Not only that. Microsoft wrote that *NOW* they are good. That means before the juri spoke they where not. Microsoft himself, through its PR-man number 1, admits that the product was not good before the juri spoke. Now it happens to be the case that Windows Phone 8 was RTM before the juri spoke and hence the product itself, Windows Phone 8, will not change till launch. Nokia for example has that “before the juri spoke” not-good version and presents it in ~2 weeks to the world with there new Lumia product lines.
That is news. Microsoft itself says Windows Phone 8 is not good. At least not till the juri spoke. Does anybody think customers will receive the not-good product Windows Phone 8 as good now cause the Apple vs Samsung juri spoke? Really?
Fatal communication, Microsoft. Close to another osborn. You can just be happy nobody really cares about your PR man’s messages right now cause of the Apple vs Samsung story.
Edited 2012-08-25 18:26 UTC
No, it’s quite simple, really: Microsoft INNOVATED instead of copied. The Windows Phone interface is quite different from iOS. Microsoft also licensed patents from Apple for things they wanted to use in their interface. Samsung refused to do either of these things. For example, instead of copying the icon with the flower on it for their photo app, Microsoft has a square tile with something different on it, that also links to photos all over your phone! How novel!
MS indeed implemented some nice and innovative ideas in their mobile OS but it’s not enough. It’s an incomplete package and Samsung has been much more successful with android and some solid phone development.
How is Windows Phone incomplete? Seriously?
“photo app” tile shows you a modestly animated preview of what it contains
“Bill Cox, senior director of Windows Phone marketing communications, said: “Windows Phone is looking gooooood right now”
Well, aside from the fact that Nokia seems to be in financial decline and mobile versions of Windows have never really managed to gain significant market share in over a decade.
The wording tells it. Its looking good but not more. As soon as you try to use it, try to do something, try to install apps its over. But hey, at least it looks good while waiting forever in the shelfes.

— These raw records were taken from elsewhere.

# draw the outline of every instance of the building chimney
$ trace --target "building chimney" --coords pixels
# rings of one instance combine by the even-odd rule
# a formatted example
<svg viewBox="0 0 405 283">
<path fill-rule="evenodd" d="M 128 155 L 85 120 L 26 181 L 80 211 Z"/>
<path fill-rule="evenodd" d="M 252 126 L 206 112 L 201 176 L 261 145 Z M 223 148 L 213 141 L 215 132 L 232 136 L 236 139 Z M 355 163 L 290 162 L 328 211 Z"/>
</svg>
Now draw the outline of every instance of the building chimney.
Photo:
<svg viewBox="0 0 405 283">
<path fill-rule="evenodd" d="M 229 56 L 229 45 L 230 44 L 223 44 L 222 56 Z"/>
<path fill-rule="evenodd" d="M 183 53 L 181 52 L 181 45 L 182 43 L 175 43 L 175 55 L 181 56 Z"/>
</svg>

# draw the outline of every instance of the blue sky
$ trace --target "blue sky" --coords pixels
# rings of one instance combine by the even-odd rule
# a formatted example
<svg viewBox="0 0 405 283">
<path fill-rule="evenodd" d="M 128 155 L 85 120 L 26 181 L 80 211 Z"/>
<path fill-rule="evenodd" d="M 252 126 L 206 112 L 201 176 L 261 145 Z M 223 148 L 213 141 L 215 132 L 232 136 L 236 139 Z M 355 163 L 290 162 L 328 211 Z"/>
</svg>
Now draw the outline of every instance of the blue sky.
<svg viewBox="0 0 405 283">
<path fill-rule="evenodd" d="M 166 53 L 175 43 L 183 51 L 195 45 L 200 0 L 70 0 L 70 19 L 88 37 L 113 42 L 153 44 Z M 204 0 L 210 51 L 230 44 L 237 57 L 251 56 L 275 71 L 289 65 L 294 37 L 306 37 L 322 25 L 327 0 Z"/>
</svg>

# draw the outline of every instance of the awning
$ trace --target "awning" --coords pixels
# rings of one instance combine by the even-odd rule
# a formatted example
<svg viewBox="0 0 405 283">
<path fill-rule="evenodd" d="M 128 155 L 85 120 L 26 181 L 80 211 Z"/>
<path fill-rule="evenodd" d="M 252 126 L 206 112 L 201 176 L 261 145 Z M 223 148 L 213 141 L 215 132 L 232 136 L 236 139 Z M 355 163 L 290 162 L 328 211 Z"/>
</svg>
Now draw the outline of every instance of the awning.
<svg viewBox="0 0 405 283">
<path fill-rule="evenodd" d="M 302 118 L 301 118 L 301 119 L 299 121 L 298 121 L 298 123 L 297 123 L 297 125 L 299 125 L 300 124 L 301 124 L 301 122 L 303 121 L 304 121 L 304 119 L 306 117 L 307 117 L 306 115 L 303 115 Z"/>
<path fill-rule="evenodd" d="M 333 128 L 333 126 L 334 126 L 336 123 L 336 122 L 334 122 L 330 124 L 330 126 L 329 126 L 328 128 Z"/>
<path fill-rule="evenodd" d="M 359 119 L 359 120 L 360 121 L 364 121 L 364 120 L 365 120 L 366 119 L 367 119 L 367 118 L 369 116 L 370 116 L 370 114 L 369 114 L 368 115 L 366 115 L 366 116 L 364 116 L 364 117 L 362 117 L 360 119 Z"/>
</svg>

Only in the OSNews bizarro world is 150% YoY growth and sequential growth every quarter since last year a failure in the marketplace. There is beyond clear momentum in Windows Phone and Nokia (their shares shot up 60% since their all time low) yet its still written off by those who see what they want to see.
The same idiots were the ones saying Samsung would prevail because of “prior art” when all Samsungs exhibits didnt pass the litmus test for prior art. Not one, not two, but ALL of their defenses failed.
This is why we should have no software patents in Europe!
Not only in Europe – everywhere.
spin on that quote. There were no “admissions” in that quote. What is this, Fox News? Russia Today? Microsoft seeing an potential advantage for them in the outcome of a courtcase they had nothing to do with doesn’t merit the absurd spin this site is putting on it.
Microsoft just LOLed at people who said android was free
Lets face the truth and be honest, Android was initially boosted because it was free and OEMs could fix the interface (which some said was lacking in initial versions). FREE was the biggest part
Based on Apple’s culture of litigate behind the mask of innovation, they will be claiming that Microsoft has somehow infringed with Windows.
The only winner will be every other country outside of the US, who will want to do business there in that hostile environment where the judges help in the theft.
Apple and Microsoft have a cross-licensing agreement, so they won’t sue each other.